Tian Ye, Dai Xin, Li Zhijun, Guo Hong, Mao Xiao
Academy of Forensic Science, Shanghai, China.
Shanghai Forensic Service Platform, Key Laboratory of Forensic Science, Ministry of Justice, Shanghai, China.
PLoS One. 2025 Sep 3;20(9):e0331574. doi: 10.1371/journal.pone.0331574. eCollection 2025.
With the widespread adoption of internet technologies and email communication systems, the exponential growth in email usage has precipitated a corresponding surge in spam proliferation. These unsolicited messages not only consume users' valuable time through information overload but also pose significant cybersecurity threats through malware distribution and phishing schemes, thereby jeopardizing both digital security and user experience. This emerging challenge underscores the critical importance of developing effective spam detection mechanisms as a cornerstone of modern cybersecurity infrastructure. Through empirical analysis of machine learning (ML) performance on publicly available spam datasets, we established that algorithmic ensemble methods consistently outperform individual models in detection accuracy. We propose an optimized stacking ensemble framework that strategically combines predictions from four heterogeneous base models (NBC, k-NN, LR, XGBoost) through meta-learner integration. Our methodology incorporates grid search cross-validation with hyperparameter space optimization, enabling systematic identification of parameter configurations that maximize detection performance. The enhanced model was rigorously evaluated using comprehensive metrics including accuracy (99.79%), precision, recall, and F1-score, demonstrating statistically significant improvements over both baseline models and existing solutions documented in the literature.

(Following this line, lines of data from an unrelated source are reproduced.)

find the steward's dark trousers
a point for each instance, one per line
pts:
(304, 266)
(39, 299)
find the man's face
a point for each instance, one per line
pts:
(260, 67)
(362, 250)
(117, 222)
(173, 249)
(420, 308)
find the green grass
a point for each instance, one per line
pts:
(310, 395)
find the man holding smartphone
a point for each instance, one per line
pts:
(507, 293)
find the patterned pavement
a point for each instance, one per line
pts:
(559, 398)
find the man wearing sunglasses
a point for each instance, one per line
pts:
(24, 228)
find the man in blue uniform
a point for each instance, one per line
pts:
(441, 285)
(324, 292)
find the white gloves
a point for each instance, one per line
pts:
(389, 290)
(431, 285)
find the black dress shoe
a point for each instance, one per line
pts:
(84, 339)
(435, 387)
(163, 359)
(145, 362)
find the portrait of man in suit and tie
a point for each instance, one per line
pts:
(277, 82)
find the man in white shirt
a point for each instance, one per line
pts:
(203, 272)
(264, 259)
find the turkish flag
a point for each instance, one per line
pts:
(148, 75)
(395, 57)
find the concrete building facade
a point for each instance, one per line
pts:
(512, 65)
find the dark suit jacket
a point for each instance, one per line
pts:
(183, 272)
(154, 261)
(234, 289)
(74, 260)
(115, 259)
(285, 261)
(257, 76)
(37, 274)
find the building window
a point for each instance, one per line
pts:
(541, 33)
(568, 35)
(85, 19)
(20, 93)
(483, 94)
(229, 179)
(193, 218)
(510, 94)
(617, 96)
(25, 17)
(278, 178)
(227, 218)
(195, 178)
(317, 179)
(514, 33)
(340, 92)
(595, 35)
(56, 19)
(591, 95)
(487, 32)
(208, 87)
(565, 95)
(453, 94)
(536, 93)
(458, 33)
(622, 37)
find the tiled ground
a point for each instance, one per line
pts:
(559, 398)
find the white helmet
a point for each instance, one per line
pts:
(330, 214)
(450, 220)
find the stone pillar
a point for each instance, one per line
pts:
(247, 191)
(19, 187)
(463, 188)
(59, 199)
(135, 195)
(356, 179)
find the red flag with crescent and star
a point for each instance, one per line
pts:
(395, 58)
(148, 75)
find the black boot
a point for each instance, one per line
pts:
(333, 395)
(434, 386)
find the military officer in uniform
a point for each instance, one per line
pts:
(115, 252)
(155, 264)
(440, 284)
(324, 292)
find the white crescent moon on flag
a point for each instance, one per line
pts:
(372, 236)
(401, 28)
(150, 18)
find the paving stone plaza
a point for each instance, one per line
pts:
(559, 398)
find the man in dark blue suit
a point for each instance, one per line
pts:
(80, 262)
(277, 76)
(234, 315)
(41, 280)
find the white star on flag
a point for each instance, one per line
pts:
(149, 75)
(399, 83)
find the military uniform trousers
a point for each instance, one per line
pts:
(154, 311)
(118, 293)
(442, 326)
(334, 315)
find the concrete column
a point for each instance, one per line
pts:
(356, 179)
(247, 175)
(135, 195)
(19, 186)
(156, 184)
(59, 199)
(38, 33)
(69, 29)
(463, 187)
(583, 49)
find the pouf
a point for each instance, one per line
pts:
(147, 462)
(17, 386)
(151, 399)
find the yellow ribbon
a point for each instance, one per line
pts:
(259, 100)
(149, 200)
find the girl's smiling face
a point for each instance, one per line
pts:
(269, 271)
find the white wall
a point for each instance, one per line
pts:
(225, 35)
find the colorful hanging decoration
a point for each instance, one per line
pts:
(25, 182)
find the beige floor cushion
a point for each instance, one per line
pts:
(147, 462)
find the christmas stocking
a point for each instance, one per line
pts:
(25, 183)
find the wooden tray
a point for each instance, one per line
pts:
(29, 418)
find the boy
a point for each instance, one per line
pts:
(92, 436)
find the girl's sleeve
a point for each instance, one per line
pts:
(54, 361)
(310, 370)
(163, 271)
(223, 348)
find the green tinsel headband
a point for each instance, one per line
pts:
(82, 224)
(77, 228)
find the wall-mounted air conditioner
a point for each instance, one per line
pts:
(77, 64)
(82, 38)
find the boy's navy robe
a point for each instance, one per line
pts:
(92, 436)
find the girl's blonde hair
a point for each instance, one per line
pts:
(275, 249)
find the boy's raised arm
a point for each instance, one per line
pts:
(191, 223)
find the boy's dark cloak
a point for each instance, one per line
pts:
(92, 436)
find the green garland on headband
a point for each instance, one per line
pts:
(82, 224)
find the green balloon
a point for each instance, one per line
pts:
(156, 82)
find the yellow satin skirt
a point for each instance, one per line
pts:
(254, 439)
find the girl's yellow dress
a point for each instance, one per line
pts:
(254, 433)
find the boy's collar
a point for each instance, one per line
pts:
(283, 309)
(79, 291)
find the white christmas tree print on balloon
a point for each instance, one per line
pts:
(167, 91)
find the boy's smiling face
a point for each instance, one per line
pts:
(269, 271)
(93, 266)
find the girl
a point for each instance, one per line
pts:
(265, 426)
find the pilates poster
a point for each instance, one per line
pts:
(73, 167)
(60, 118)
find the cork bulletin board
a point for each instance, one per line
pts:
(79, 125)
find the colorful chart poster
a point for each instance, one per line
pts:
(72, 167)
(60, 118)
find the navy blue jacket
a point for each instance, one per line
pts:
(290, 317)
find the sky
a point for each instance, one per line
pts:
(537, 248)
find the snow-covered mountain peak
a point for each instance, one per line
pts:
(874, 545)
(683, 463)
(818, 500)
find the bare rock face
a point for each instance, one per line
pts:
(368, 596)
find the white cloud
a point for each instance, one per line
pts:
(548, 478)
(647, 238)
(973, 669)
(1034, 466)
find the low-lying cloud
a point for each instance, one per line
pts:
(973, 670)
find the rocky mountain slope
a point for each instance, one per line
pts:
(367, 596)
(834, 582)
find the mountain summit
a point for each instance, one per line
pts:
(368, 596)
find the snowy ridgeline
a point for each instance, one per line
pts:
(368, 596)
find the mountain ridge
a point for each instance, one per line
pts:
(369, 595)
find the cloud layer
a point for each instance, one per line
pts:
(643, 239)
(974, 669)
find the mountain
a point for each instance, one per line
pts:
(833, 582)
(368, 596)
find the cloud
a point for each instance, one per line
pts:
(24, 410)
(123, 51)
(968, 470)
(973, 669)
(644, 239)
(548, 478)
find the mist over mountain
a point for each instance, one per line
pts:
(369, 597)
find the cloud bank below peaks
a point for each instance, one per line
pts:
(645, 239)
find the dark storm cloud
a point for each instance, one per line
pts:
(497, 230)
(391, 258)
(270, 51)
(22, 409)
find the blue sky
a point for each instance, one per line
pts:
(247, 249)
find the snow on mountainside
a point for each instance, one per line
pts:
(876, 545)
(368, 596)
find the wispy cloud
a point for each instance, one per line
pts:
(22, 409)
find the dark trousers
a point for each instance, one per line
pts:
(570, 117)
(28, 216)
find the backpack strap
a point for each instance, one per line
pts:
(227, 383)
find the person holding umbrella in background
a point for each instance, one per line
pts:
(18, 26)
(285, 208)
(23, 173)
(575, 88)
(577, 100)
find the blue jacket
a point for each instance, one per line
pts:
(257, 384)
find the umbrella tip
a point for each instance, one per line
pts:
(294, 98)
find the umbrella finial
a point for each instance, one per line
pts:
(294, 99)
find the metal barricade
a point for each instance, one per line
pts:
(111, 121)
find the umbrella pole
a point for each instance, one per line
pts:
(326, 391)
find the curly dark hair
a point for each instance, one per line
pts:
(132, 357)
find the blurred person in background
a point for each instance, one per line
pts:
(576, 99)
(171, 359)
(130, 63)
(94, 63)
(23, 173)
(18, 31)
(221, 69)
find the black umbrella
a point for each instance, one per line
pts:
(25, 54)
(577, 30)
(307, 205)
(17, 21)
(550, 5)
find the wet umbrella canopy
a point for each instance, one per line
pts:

随着互联网技术和电子邮件通信系统的广泛采用,电子邮件使用量的指数级增长引发了垃圾邮件泛滥的相应激增。这些未经请求的消息不仅通过信息过载消耗用户的宝贵时间,还通过恶意软件传播和网络钓鱼计划构成重大的网络安全威胁,从而危及数字安全和用户体验。这一新兴挑战凸显了开发有效的垃圾邮件检测机制作为现代网络安全基础设施基石的至关重要性。通过对公开可用的垃圾邮件数据集上机器学习(ML)性能的实证分析,我们确定算法集成方法在检测准确性方面始终优于单个模型。我们提出了一个优化的堆叠集成框架,该框架通过元学习器集成策略性地结合了来自四个异构基础模型(朴素贝叶斯分类器、k近邻、逻辑回归、极端梯度提升)的预测。我们的方法将网格搜索交叉验证与超参数空间优化相结合,能够系统地识别使检测性能最大化的参数配置。使用包括准确率(99.79%)、精确率、召回率和F1分数在内的综合指标对增强后的模型进行了严格评估,结果表明与基线模型和文献中记录的现有解决方案相比有统计学上的显著改进。